Offshore Marine Technology: 2nd Quarter 2019
A UK-based collaboration between environmental monitoring equipment developer Sentinel Subsea, Heriot-Watt University and the Oil & Gas Innovation Centre is intended to produce a non-toxic means of monitoring the integrity of suspended or decommissioned oil and gas wells in the North Sea.
The project aims to develop an “environmentally benign tracer compound”, referred to as ‘SWIFT’, which would be pumped into an offshore well before the well is sealed. Should the well leak, the tracer compound would react with a ‘detector material’ (or ‘trigger’) at the seabed. This tracer-trigger reaction would cause a buoyant beacon to detach, float to the sea surface and relay an alert, via satellite, to the well operator. The development partners have described the concept as being akin to “a smoke alarm for the sea”.
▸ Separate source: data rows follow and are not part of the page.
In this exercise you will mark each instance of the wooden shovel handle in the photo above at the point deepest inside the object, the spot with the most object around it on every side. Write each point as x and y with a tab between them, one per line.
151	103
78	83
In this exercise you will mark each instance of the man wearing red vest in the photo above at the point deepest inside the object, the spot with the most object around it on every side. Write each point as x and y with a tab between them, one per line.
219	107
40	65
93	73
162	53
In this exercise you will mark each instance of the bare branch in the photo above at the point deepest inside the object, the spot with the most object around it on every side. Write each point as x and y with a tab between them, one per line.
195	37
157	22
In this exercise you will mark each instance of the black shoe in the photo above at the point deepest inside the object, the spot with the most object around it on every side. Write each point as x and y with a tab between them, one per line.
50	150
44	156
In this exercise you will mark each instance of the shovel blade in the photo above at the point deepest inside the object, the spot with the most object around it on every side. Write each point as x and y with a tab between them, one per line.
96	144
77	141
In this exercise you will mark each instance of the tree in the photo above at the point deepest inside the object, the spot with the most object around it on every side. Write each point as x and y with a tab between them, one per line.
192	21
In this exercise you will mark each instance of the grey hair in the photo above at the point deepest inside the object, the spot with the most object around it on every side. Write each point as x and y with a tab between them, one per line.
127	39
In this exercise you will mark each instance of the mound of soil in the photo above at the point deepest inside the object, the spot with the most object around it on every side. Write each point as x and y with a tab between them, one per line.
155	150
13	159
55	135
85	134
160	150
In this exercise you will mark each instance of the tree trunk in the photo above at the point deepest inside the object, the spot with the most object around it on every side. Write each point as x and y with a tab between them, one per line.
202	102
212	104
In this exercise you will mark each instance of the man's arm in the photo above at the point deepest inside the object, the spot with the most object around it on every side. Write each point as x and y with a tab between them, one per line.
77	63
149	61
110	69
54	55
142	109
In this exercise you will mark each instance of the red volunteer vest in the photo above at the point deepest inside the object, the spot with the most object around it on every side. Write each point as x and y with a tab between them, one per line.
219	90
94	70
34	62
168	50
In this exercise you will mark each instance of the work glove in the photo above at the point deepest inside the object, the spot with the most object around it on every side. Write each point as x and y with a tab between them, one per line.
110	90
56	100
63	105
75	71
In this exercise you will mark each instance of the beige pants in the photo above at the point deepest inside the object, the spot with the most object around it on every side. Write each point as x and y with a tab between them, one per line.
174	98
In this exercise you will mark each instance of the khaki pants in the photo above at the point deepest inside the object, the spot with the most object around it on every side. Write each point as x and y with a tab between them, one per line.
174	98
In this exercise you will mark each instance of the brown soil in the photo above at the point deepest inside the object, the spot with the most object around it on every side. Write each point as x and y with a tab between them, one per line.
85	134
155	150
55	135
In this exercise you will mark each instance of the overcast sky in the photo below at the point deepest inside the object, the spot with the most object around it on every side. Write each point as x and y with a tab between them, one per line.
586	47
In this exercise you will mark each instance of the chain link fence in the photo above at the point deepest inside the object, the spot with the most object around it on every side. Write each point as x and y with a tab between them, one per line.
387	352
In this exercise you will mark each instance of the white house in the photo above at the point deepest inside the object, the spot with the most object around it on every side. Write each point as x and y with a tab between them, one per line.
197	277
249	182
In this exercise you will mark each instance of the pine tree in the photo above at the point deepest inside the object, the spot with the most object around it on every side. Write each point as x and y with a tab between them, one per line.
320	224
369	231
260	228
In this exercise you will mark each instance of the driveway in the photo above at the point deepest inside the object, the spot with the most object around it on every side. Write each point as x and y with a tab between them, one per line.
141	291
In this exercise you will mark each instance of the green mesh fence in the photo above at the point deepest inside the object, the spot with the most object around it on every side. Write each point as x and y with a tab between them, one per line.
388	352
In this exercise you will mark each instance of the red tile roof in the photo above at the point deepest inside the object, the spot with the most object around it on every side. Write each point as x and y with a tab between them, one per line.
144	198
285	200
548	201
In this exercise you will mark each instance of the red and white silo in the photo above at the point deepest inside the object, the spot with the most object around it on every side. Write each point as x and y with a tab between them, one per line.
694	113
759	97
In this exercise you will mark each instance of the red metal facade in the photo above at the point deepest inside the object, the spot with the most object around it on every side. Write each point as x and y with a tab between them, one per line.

Professor David Bucknall of Heriot-Watt University comments: “The SWIFT compound cannot be found naturally in the environment, as this would cause a false positive detection.” As well as testing the efficiency of SWIFT, the team is keen to ensure that the compound is non-hazardous in an offshore environment. After the chemical design has been approved, the compound will undergo lab / field trials and independent external validation tests, with commercial system production anticipated later this year.
“The industry is striving to reduce decommissioning expenditure by 35% by 2035,” says Ian Phillips, CEO, Oil & Gas Innovation Centre. “This non-invasive, environmentally friendly monitoring system has the potential to monitor thousands of decommissioned and suspended wells across the UK and further afield, at low cost.”